Ozone becomes a major component of smog when it forms near the ground through reactions between sunlight, nitrogen oxides and hydrocarbons from fossil fuels and industrial processes.
"Several epidemiological studies have linked air pollution to the development of cardiovascular disease, but air pollution contains hundreds of chemicals and those studies were unable to separate out the effects of individual components," Rajat Sethi, an assistant professor in the Department of Pharmaceutical Sciences at the Texas A and M Health Science Center Irma Lerma Rangel College of Pharmacy in Kingsville, Texas said.
"Our study looked for direct evidence of the role of ozone alone in cardiac dysfunction by creating a controlled environment," he added.
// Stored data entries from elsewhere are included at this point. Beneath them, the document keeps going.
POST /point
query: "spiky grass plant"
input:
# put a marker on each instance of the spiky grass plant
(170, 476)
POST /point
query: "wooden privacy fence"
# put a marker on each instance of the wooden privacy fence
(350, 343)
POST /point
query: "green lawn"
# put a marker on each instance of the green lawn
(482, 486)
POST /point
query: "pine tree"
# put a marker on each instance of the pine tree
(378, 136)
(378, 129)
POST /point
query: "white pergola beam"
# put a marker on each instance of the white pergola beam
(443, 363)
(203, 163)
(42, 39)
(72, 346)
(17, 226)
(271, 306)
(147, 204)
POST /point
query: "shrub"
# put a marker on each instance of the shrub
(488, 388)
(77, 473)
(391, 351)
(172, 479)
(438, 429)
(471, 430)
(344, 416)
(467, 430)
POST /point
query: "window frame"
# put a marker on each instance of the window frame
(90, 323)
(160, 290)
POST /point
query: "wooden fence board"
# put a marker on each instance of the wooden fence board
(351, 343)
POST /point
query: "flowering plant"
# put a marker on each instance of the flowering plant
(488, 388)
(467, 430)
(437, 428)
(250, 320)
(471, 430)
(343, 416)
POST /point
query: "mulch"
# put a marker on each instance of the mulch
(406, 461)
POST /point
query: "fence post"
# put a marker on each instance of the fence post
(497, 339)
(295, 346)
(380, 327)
The researchers tested four groups of 10 rats living in clear plastic-glass boxes. The first two groups were exposed for eight hours a day to 0.8 parts per million (ppm) of O3 for either 28 or 56 consecutive days. The other two groups were exposed to 28 days or 56 days of clean, filtered air for eight hours per day. After the eight hours of testing, all the rats experienced 16 hours of clean air overnight.
The study found that the hearts of the O3-exposed rats had increased levels of tumor necrosis factor-alpha (TNF a), an indication of inflammation compared to hearts of the control rats. Increased TNF a levels have been linked to a drop in levels of a heart-protective protein called Caveolin-1 (Cav1). Scientists believe Cav1 protects the heart by binding to a chemical called p38MAPK alpha (p38MAPK a), which is known to be a cell death signaling chemical, Sethi said.
The researchers found that Cav1 levels decreased in the hearts of rats exposed to O3 compared to the hearts of control rats who breathed filtered air.
"We believe the decreased levels of Cav1 make more unbound 38MAPK a available for telling the heart cells to die. That link between Cav1 and O3 has never been shown in the heart," Sethi said.